И посмотрела, утонула в омутах темных, таких знакомых и любимых. Он склонился так близко-близко, едва касаясь моих губ своими, выдохнул со всей присущей ему уверенностью:
– Врешь, Таня... и мне и себе, - и, наконец, поцеловал.
Меня, как током ударило, даже колени подогнулись, но его руки удержали, -всегда удерживали и сейчас не подвели.
Он целовал грубо, показывая нам обоим ту самую правду. А я не находила в себе сил не отвечать, потому что этого давящего, собственнического касания его губ ждала и жаждала неимоверно сильно. Отвечала ему с не меньшей страстью, и желанием показать, что он до сих пор мой мужчина, только мой! Дорвалась, что называется.

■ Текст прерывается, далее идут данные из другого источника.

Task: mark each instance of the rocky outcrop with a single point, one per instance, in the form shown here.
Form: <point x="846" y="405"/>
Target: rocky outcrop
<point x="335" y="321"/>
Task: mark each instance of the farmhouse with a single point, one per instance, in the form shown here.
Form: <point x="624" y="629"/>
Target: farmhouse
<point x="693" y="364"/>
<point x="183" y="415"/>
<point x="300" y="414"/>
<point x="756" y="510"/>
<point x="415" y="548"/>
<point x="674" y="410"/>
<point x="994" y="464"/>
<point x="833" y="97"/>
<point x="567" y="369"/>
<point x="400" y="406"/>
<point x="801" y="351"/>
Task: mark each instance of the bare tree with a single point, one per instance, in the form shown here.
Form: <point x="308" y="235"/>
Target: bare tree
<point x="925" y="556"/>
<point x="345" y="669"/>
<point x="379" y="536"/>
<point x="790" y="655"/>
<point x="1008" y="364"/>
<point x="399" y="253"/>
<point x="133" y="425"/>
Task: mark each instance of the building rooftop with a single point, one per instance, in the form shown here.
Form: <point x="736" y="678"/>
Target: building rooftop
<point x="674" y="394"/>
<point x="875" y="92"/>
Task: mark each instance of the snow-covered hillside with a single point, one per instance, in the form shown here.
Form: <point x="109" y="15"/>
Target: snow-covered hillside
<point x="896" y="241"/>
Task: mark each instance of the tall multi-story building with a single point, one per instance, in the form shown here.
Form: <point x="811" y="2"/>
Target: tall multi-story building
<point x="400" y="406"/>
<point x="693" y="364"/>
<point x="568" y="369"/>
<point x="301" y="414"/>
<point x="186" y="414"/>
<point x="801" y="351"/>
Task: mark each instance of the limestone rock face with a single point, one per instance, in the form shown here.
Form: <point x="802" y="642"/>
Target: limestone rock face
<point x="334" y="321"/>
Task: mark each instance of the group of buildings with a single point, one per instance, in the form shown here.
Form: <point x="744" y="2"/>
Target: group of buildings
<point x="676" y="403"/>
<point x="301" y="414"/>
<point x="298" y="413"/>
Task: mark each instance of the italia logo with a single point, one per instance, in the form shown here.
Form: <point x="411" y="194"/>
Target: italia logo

Они целовались так, как никогда прежде: с жаждой обладания, желанием заклеймить, показать всем, кому принадлежат.
– Ты моя, Таня, моя!
– шептал он, покрывая ее лицо поцелуями, - Мы все исправим, наладим, - снова безумные поцелуи щек, век, висков, всего, до чего мог достать, - Я тебя люблю, слышишь?
Эти заветные, для кого-то слова, ее словно водой холодной окатили. Любовь она с ним уже проходила, так до сих пор отойти и не может. Этот конкретный мужчина у нее, занозой в сердце застрял, а вытащить пытаешься,-такое кровотечение открывается, что умереть можно. Вот и получается, что с ним не могу, и без него тоже жить не получается.
Его ладони держали ее лицо, ей хотелось по-детски зажмуриться, посчитать до десяти и, открыв глаза, обнаружить себя одной, без него.
Мотнула головой, сбрасывая его руки, отступила на шаг, потом еще на один, а потом развернулась и бегом побежала к машине. Она не оборачивалась, -боялась своих действий, но и так знала, что Дима стоял, зло щуря глаза и ухмылялся, глядя на ее бегство.
Дура она, прав Саныч, как есть дура. Только что совершила очередную ошибку, дала Диме очень-очень большую надежду, что его холодная война с ее напускным безразличием может окончиться в его пользу.